The grandeur is obvious. Located within the Vatican’s walls, next door to the Apostolic Library and just north of the Sistine Chapel, the VSA houses 53 linear miles of shelving dating back more than 12 centuries. It includes gems like the papal bull that excommunicated Martin Luther and the pleas for help that Mary Queen of Scots sent to Pope Sixtus V before her execution. In size and scope, the collection is almost peerless.

That said, the VSA isn’t much use to modern scholars, because it’s so inaccessible. Of those 53 miles, just a few millimeters’ worth of pages have been scanned and made available online. Even fewer pages have been transcribed into computer text and made searchable. If you want to peruse anything else, you have to apply for special access, schlep all the way to Rome, and go through every page by hand.

But a new project could change all that. Known as In Codice Ratio, it uses a combination of artificial intelligence and optical-character-recognition (OCR) software to scour these neglected texts and make their transcripts available for the very first time. If successful, the technology could also open up untold numbers of other documents at historical archives around the world.
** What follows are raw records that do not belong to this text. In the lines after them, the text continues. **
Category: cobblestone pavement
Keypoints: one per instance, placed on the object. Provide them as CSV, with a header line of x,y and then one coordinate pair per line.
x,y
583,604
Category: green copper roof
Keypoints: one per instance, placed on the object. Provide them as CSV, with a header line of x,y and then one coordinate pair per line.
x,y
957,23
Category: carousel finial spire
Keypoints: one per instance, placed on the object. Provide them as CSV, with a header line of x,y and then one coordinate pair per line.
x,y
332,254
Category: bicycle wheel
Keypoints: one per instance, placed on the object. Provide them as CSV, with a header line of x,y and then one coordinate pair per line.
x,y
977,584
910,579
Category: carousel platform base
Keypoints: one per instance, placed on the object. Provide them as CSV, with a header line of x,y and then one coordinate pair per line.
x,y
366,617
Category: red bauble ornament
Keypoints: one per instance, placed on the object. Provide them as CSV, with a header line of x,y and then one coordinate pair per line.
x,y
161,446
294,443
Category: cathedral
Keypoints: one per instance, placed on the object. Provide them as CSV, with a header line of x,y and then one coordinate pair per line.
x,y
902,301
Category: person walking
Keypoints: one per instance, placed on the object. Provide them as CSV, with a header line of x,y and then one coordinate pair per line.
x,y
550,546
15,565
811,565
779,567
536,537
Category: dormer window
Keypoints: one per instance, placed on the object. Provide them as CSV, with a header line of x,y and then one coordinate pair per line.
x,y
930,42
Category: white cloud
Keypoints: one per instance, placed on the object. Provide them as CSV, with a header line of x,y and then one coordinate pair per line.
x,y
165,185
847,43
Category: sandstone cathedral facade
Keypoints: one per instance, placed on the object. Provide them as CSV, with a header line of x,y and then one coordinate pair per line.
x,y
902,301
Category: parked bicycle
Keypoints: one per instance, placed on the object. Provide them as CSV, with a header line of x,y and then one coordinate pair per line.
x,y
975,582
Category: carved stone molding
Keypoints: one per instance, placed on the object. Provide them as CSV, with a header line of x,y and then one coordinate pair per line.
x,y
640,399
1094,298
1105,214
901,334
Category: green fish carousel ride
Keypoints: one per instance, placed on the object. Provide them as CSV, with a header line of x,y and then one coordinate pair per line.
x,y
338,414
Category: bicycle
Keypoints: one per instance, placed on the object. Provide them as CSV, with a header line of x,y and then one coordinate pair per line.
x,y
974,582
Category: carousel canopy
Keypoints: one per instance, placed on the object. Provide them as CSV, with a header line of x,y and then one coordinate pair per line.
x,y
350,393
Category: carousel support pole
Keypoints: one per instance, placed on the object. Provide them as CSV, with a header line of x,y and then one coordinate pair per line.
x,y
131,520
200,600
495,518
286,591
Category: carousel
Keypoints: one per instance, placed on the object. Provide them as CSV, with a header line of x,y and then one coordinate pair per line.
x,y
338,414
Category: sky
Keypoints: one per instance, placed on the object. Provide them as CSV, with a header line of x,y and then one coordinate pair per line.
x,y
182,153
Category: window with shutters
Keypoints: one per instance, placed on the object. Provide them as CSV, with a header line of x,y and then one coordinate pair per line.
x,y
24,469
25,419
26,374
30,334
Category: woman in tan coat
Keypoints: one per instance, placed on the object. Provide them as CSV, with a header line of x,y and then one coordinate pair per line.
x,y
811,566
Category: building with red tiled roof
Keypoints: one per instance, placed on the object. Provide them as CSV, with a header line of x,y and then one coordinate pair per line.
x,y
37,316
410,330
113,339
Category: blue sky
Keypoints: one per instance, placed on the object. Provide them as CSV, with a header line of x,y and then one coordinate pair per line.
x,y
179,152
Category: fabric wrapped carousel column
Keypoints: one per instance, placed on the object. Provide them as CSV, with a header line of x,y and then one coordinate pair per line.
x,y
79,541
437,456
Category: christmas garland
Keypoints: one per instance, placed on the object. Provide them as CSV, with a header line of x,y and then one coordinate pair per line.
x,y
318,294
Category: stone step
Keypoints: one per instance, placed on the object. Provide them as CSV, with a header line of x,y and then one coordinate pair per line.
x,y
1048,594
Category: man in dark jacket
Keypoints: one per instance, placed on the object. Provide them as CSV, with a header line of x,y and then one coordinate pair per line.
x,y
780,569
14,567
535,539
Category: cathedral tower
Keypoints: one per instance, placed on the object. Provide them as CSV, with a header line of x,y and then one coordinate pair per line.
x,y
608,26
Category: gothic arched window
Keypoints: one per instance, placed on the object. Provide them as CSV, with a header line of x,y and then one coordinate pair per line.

OCR has been used to scan books and other printed documents for years, but it’s not well suited for the material in the Secret Archives. Traditional OCR breaks words down into a series of letter-images by looking for the spaces between letters. It then compares each letter-image to the bank of letters in its memory. After deciding which letter best matches the image, the software translates the letter into computer code (ASCII) and thereby makes the text searchable. This process, however, really only works on typeset text. It’s lousy for anything written by hand—like the vast majority of old Vatican documents.

It will take years before this effort is complete, and it's not clear how many of the texts can be digitized in this way. But I have a feeling that magicians will likely be pleased with the results. There probably are a few grimoire texts stored away down there that haven't seen the light of day in a very long time. I'm hoping that the digitized archive will be made public and searchable, and when it is I'll be sure to add a link to it from Augoeides along with those to the Enochian source texts and some of the other links I've complied here.

I can only imagine what medieval magicians would have made of the digital age and the Internet. Back then, you would have been lucky to get your hands on even one or two grimoires and you just practiced with what you had, making comparison and critical analysis impossible. Now more material is made available every day, and the issues have more to do with identifying the most useful information and weeding out the rest. But that's a far better problem to have than scarcity and inaccessibility.

Technorati Digg This Stumble Stumble


Unknown said...

Even without OCR technology, there's no reason why they couldn't just scan the pages as a series of images and compile them into a digital document in the meantime. It's been/being done elsewhere and I don't understand why the Vatican's approach would be any different while the software is being refined, as it most likely always will be. It's still better than having a bunch of scribes type everything manually :P

Scott Stenwick said...

I think the idea behind using OCR is that will make the documents searchable. Images of the pages could certainly be created and archived somewhere for preservation, but that does nothing to address the sheer number of documents in the archives that researchers have to go through to find anything useful.